Last year, at this time,I had to actually choose which story I was going to write about each day as there were countless positive moments throughout the day that I kept track of for later blogging. I responded to each and every teacher's greeting in the hallway with a vibrant, "I'm great! How are you?" as I bounded down the hallway. And I meant it.
Honestly, this year every morning as I drive to school, I complete a checklist in my brain of positive thoughts in an attempt to put myself into a happy frame of mind. It usually goes something like this:
Today is going to be a great day. I work with fun people. I have a great family and friends. My class has wonderful little boys and girls who look to me every day to teach them, take care of them, and encourage them. My mood will become their mood so I owe it to them to be positive and happy. Forget about the little things. Don't let all the BS be so overwhelming. Live in the moment. Be happy for all you have.
It works for a while. I greet the students in the hallway and quickly put out a few "issues", and hang up several coats, as I herd them into the classroom. I smile and welcome them and tell them we are going to have a fabulous day of learning as I review the daily schedule on the board. Everything seems right on track to be a positive day.

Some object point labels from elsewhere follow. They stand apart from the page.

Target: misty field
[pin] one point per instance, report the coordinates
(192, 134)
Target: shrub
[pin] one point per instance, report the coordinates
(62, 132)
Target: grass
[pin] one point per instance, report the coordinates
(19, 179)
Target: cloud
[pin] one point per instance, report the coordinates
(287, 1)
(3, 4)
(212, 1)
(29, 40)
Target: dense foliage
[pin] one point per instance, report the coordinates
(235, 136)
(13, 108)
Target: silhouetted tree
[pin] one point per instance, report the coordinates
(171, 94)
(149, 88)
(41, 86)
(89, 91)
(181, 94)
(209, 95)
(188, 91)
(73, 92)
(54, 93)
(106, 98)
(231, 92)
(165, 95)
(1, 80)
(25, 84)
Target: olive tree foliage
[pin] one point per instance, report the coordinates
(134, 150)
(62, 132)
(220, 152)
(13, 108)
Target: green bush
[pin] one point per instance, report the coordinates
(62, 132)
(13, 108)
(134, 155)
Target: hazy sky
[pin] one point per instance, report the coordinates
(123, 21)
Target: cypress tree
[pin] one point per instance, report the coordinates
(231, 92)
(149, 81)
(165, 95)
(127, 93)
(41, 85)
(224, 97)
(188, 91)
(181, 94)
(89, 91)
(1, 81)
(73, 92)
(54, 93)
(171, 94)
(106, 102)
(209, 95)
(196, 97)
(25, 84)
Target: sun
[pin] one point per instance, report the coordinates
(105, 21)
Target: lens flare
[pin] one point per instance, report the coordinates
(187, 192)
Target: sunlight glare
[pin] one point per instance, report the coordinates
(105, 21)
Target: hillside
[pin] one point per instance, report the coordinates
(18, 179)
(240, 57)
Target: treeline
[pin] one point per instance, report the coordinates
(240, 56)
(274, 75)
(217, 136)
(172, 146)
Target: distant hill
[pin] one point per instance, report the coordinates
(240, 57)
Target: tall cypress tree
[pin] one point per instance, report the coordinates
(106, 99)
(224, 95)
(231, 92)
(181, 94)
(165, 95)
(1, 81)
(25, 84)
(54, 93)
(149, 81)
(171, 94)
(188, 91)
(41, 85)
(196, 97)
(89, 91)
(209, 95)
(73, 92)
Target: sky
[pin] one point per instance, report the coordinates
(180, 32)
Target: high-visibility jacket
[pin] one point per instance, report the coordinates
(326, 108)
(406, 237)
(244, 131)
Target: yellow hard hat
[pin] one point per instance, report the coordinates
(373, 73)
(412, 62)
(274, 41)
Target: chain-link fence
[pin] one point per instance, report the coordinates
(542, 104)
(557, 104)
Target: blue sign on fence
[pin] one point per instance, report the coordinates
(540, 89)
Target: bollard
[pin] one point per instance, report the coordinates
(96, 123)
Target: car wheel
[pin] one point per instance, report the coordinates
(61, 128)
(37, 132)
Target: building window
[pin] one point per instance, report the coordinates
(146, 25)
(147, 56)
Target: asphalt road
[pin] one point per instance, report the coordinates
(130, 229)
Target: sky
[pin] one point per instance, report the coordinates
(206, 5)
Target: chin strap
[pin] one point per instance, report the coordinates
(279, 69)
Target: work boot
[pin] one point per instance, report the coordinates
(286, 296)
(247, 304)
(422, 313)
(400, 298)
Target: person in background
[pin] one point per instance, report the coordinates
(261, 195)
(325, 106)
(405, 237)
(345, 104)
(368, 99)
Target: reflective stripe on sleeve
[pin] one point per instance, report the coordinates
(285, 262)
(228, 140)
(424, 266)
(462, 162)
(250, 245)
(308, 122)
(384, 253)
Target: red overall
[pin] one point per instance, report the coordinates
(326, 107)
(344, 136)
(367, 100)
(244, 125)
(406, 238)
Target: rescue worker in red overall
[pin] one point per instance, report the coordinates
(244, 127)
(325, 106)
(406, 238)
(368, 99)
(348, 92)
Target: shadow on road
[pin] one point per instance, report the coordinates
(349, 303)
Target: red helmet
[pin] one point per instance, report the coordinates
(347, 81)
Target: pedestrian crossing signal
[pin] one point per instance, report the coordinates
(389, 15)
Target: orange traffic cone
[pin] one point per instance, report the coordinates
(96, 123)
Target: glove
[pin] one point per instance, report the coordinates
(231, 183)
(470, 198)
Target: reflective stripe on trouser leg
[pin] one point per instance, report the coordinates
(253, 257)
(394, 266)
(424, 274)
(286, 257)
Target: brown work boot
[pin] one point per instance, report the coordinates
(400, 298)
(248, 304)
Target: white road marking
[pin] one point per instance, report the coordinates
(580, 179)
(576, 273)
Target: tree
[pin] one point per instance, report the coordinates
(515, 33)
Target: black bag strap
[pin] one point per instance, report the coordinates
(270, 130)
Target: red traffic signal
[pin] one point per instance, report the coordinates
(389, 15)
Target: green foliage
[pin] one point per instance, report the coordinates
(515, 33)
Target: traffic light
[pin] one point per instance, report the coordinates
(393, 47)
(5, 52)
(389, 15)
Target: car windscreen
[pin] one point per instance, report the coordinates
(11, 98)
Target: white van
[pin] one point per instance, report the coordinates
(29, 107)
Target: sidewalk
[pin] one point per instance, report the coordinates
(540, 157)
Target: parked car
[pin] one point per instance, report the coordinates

Usually it's just after lunchtime that I begin to feel the slide. Instead of joking back with a shouter-outer during social studies, I'm more terse and demand more focus. Their silliness catches like fire around the room many days and I spend way too much time trying to contain some of them. It's utterly, completely, 100% exhausting. Every.single.day. There are twenty-four of them and one of me.
I'm only human. Sometimes I lose my patience. Sometimes my replies to them are short and clipped. Sometimes I make them do it over. Sometimes I refuse to repeat the directions for the fifth time. Sometimes I just want to sit down at my desk and put my head down and not have to do anything.
I've been searching high and low for the cure for this more negative attitude. But I know deep down, it's not the kids. It's not all the issues happening around the state with education. It's not the lack of respect for my profession or the incredible amount of paper work. It's not the extra hours of work at home or the testing, testing, testing.
Last year I told myself I was going to have a very positive year and look on the bright side. And it worked. I guess this year I've lost my focus.
But no matter what it takes, I will find it again and get back on track. So if you see me in the hallway, please give me a reminder of the reason teachers do what they do every day.
Smile. And just give me a minute while I get back up.